4.8.2. Ensuring Privacy and Confidentiality of Student Data:
Protecting the privacy and confidentiality of student data is paramount in maintaining trust and ethical standards in education. Teachers and educational institutions must implement measures to safeguard student information from unauthorized access, use, or disclosure. This includes ensuring that student records are stored securely, restricting access to sensitive data only to authorized personnel, and obtaining consent before sharing any identifiable information with third parties. Additionally, when conducting research or assessments that involve collecting student data, it's essential to anonymize data wherever possible to prevent the identification of individual students. Regular reviews of data protection policies and procedures should be conducted to ensure compliance with relevant laws and regulations, such as the Family Educational Rights and Privacy Act (FERPA) in the United States.
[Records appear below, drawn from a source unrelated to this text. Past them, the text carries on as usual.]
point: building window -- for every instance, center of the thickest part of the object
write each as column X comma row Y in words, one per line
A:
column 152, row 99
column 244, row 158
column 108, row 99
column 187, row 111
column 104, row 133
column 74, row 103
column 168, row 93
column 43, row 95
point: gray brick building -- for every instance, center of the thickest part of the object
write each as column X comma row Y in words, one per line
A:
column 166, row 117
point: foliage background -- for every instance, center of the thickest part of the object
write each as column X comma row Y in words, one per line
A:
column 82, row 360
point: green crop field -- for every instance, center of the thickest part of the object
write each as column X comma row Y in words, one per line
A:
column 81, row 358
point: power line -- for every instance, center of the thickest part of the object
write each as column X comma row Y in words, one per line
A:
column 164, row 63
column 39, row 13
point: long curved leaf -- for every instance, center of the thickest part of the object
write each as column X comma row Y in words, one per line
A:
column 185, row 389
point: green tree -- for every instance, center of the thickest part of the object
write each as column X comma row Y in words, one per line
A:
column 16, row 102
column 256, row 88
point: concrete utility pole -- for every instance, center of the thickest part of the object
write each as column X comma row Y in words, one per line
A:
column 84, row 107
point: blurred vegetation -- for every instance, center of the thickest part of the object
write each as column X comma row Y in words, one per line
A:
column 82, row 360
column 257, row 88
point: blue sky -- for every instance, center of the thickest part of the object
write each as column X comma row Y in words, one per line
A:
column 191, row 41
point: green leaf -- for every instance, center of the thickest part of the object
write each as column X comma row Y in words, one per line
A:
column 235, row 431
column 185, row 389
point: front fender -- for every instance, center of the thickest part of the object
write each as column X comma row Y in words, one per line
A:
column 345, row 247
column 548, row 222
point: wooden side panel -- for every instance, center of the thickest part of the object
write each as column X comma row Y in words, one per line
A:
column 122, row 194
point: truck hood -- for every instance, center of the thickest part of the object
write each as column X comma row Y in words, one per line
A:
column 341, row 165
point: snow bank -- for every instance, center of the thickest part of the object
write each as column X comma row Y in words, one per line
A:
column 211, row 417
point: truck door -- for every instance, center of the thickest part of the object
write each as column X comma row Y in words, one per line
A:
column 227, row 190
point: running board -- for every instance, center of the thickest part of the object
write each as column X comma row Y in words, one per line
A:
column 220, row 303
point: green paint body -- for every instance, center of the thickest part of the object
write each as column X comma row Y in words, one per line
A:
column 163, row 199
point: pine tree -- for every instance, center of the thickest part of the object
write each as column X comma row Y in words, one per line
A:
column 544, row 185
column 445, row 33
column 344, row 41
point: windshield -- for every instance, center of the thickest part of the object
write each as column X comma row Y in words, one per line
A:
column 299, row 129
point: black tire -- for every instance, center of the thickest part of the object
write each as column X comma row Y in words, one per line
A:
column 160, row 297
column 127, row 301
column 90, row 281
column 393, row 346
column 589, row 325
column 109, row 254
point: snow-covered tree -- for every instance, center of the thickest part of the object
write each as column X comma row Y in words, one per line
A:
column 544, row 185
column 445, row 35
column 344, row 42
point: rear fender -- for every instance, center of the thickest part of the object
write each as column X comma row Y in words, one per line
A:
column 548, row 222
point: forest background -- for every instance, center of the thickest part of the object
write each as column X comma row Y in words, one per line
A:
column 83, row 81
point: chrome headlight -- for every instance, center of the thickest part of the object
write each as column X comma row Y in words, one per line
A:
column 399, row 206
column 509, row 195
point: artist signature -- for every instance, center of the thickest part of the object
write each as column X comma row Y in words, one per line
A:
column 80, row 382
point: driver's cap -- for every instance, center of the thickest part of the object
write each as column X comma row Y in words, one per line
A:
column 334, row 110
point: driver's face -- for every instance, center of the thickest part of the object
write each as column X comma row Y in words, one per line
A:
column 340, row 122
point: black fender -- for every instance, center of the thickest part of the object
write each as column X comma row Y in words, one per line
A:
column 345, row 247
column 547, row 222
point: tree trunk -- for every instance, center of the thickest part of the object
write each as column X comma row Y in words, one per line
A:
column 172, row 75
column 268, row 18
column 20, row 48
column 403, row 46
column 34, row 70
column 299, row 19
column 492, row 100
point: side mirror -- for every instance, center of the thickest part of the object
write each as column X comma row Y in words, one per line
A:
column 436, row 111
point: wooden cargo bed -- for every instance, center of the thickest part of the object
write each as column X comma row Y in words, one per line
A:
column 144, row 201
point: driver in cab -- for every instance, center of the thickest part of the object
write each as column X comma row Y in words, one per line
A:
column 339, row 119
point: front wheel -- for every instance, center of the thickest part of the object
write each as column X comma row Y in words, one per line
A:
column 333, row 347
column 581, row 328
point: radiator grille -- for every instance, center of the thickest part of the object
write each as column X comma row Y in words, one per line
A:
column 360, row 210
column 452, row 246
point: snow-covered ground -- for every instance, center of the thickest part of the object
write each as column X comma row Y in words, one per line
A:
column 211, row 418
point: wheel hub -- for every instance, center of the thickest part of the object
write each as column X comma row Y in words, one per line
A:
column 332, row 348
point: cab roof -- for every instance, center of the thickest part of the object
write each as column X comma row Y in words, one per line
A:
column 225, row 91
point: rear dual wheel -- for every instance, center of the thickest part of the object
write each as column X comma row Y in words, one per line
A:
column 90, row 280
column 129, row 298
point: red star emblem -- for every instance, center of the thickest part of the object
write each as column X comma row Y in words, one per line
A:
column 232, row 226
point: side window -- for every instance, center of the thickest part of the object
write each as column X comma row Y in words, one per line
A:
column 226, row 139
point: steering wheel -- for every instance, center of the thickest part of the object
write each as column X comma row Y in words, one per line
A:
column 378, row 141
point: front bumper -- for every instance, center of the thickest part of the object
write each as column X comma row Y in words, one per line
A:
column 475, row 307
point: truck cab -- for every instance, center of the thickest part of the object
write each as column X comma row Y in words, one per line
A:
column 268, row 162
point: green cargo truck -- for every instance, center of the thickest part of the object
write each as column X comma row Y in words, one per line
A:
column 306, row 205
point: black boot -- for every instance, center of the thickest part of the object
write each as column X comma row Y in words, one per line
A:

4.9. Limitations and Challenges
4.9.1. Technical Issues with ChatGPT and Padlet Integration:
Integrating ChatGPT with Padlet for educational purposes may present technical challenges that could impact the effectiveness of the learning experience. Some potential technical issues may include compatibility issues between ChatGPT and Padlet platforms, such as formatting discrepancies or limitations in the types of interactions supported. Additionally, network connectivity issues or server downtimes could disrupt the seamless integration between the two platforms, affecting the flow of communication and collaboration in the classroom. It's essential to have a contingency plan in place to address these technical issues promptly, such as providing alternative communication channels or technical support resources for students and educators.
4.9.2. Potential Bias in Data Collection and Analysis:
When collecting and analyzing data in educational settings, there's a risk of potential bias that could skew the results and conclusions drawn from the study. Bias may arise from various sources, such as the selection of participants, the design of assessment tools, or the interpretation of data. In the context of using ChatGPT and Padlet, bias could manifest in the form of disproportionate participation from certain student groups, leading to unequal representation of perspectives or experiences. Similarly, biases in the design of prompts or questions posed to students could influence the types of responses elicited, affecting the validity and reliability of the data collected. To mitigate potential bias, it's important to employ diverse and inclusive sampling methods, use validated assessment instruments, and employ rigorous data analysis techniques, such as triangulation and peer review. Additionally, transparent reporting of methods and findings can help identify and address potential biases in the research process.